Besar kecilnya jumlah, atau persentase, gamet tipe rekombinasi oleh A.H. Sturtevant
digunakan untuk menggambarkan jarak fisik antara dua gen berangkai. Setiap satuan peta
ditetapkan sebagai jarak antara dua gen berangkai yang dapat menghasilkan gamet tipe
rekombinasi sebanyak 1%. Makin panjang jarak antara dua gen berangkai, makin besar
persentase gamet tipe rekombinasi yang dihasilkan. Sebagai contoh, jika suatu individu dihibrid
dengan gen-gen yang berangkai menghasilkan gamet tipe parental sebanyak 80% atau gamet
tipe rekombinasi sebanyak 20%, maka jarak antara kedua gen berangkai tersebut dikatakan sama
dengan 20% atau 20 satuan peta atau 20 Morgan.

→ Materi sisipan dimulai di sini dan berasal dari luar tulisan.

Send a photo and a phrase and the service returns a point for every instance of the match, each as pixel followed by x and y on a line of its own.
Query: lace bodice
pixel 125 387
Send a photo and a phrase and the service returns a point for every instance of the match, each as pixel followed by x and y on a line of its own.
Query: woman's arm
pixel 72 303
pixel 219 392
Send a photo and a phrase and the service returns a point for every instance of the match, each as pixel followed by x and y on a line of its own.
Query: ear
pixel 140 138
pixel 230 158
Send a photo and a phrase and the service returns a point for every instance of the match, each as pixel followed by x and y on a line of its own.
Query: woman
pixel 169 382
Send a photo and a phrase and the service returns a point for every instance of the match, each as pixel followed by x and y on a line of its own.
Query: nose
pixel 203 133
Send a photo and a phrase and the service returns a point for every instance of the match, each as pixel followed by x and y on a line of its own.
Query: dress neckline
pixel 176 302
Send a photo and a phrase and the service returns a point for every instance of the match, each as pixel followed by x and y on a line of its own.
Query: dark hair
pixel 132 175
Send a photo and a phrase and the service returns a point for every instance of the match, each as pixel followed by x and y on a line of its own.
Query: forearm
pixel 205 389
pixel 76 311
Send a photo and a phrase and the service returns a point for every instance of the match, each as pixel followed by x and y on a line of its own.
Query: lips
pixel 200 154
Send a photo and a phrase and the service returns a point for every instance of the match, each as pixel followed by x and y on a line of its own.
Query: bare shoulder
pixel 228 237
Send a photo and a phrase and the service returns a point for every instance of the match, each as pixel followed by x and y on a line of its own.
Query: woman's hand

Sebenarnya hubungan linier antara jarak dua gen berangkai dan persentase gamet tipe
rekombinasi hanya berlaku lebih kurang hingga nilai 20%. Di atas nilai ini peningkatan jarak tidak
terus-menerus diikuti oleh peningkatan persentase gamet tipe rekombinasi. Seperti telah
dijelaskan, gamet tipe rekombinasi jumlahnya paling banyak hanya 50%. Di sisi lain jarak antara
dua gen berangkai dapat mencapai lebih dari 100%, misalnya jarak terpanjang antara dua gen
berangkai pada kromosom 1 tanaman jagung yang mencapai 161%.